AI Papers Reader

Personalized digests of latest AI research

View on GitHub

Learning Interactive Behavior Models From Casual Longitudinal Videos

A research team from Meta and Carnegie Mellon University has introduced a new framework, called Agent-to-Sim (ATS), for learning interactive behavior models of 3D agents from casually captured video collections. The research, published as a paper on arXiv, addresses a key challenge in AI: how to accurately model the behavior of agents, such as humans and animals, in complex real-world environments.

Traditional approaches to learning agent behavior often rely on expensive, studio-based motion capture, which is restrictive and doesn’t capture the full range of natural behaviors. ATS, on the other hand, is designed to learn from casual videos recorded over extended periods, like a month, using a single smartphone. This means it can learn from a much broader range of behaviors and interactions than studio-based approaches.

The key innovation of ATS lies in its ability to reconstruct a complete and persistent 4D representation of the scene from casually captured videos. This 4D reconstruction includes not only the 3D geometry of the scene but also the trajectories of both the agent and the observer (the person filming the videos). This 4D representation is crucial for learning interactive behaviors, as it enables the model to understand how the agent’s actions are influenced by the scene and the observer.

To achieve this 4D reconstruction, ATS uses a novel coarse-to-fine registration approach that utilizes large image models, such as DINO-v2, to register the camera with respect to canonical spaces of both the agent and the scene. This registration process is crucial for aligning the video frames across time and building a consistent representation of the environment.

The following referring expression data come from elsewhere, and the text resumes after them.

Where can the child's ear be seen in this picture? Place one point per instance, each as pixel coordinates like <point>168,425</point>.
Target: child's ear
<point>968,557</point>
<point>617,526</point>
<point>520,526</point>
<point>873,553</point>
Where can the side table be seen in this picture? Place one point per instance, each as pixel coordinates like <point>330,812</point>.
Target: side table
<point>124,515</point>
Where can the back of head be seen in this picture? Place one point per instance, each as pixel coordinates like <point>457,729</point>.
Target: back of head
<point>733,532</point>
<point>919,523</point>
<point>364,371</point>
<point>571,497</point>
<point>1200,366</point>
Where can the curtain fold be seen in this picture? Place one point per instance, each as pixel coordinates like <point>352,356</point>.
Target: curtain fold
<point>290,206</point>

Once the 4D representation is built, ATS trains a generative model of agent behaviors using paired data of perception and motion. This generative model is hierarchical, with a goal, a path, and a body pose, all conditioned on the agent’s ego-perception of the scene and the observer’s trajectory. This means that the model can generate realistic and interactive behaviors that are influenced by the agent’s understanding of the environment and the observer’s actions.

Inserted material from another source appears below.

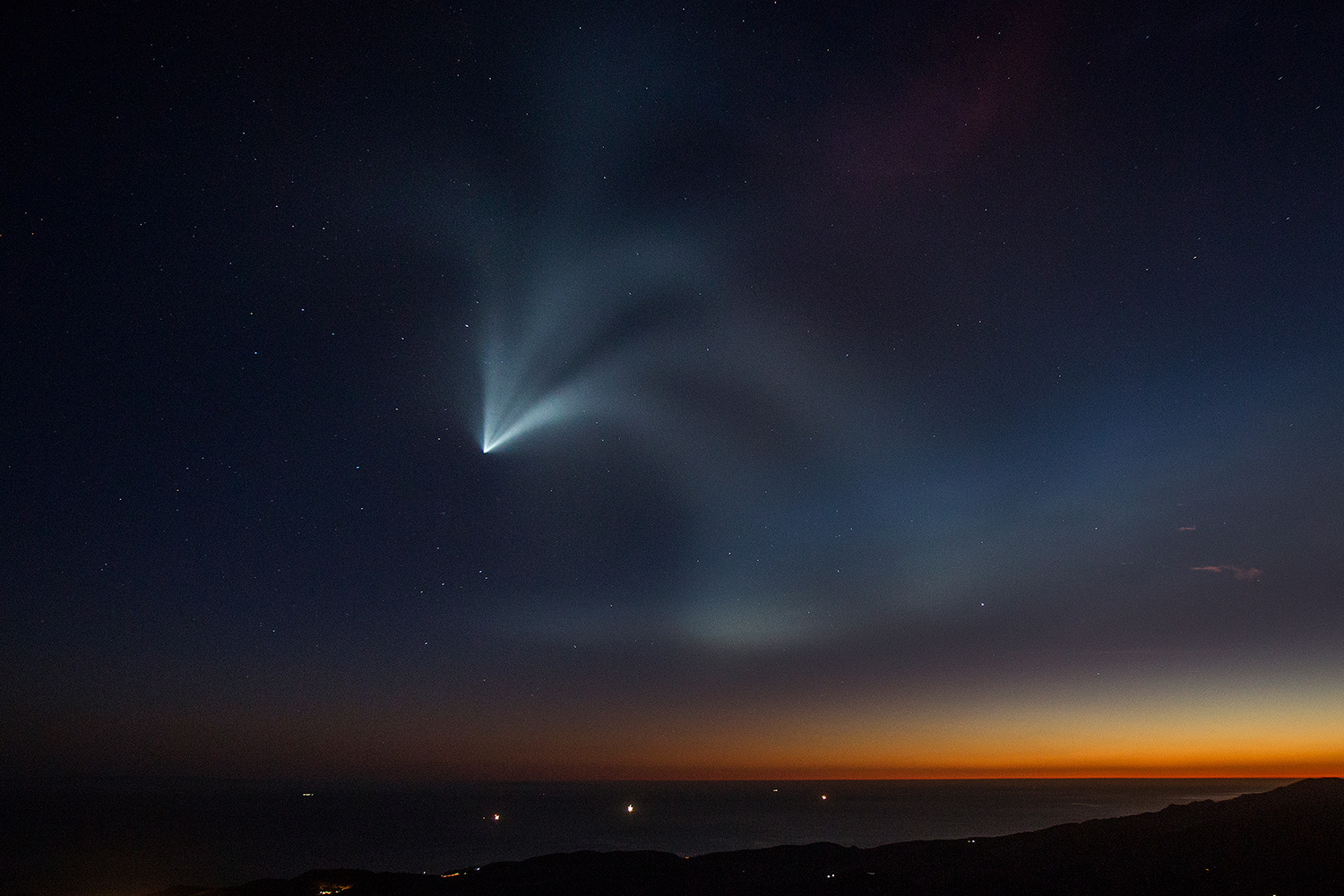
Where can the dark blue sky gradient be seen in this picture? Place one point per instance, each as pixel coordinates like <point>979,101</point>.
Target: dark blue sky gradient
<point>940,392</point>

The researchers have demonstrated the effectiveness of ATS on a variety of datasets, including cats, dogs, bunnies, and humans. The results show that ATS is able to learn and generate a diverse range of interactive behaviors that are faithful to the real world. For example, the model can generate behaviors such as a cat leaping onto furniture, a dog timidly approaching a user, or a human reacting to the motion of the observer.

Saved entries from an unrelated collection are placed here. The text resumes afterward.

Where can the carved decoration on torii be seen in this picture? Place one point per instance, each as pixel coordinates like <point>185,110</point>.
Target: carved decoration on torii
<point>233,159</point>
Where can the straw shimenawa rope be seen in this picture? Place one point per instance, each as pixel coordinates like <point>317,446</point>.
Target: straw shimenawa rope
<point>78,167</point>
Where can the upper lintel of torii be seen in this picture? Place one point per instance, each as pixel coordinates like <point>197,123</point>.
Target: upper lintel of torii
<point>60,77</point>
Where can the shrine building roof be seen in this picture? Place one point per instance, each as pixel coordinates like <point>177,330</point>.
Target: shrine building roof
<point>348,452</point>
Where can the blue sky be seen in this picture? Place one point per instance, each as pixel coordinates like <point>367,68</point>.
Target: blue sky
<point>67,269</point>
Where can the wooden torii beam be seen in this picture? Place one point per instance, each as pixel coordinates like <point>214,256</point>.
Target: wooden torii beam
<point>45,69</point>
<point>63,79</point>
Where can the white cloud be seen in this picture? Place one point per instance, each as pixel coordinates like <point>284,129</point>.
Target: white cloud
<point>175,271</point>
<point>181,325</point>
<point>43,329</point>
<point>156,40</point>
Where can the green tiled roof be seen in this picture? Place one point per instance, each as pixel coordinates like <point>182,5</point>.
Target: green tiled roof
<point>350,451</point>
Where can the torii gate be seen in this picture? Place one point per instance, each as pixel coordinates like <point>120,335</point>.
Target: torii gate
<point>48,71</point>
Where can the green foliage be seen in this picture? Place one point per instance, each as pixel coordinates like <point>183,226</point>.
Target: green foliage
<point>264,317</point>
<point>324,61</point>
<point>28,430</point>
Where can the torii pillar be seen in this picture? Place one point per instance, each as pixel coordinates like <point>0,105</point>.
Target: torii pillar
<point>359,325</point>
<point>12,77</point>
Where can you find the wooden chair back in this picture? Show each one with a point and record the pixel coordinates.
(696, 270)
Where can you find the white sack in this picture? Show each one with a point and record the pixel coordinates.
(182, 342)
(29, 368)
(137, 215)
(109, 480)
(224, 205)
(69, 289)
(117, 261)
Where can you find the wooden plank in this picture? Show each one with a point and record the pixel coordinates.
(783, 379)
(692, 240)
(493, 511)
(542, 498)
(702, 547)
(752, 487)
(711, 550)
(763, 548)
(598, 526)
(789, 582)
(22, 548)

ATS has several potential applications in areas such as virtual reality, augmented reality, and robotics. It could be used to create more realistic and engaging virtual agents, to enable robots to better understand and interact with their environments, or to generate realistic simulations for training purposes.

While promising, ATS still has some limitations, such as its ability to handle complex scene interactions with multiple agents. The researchers are planning to address these limitations in future work. However, ATS represents a significant step forward in the field of agent behavior modeling and has the potential to revolutionize how we design and interact with AI agents in real-world environments.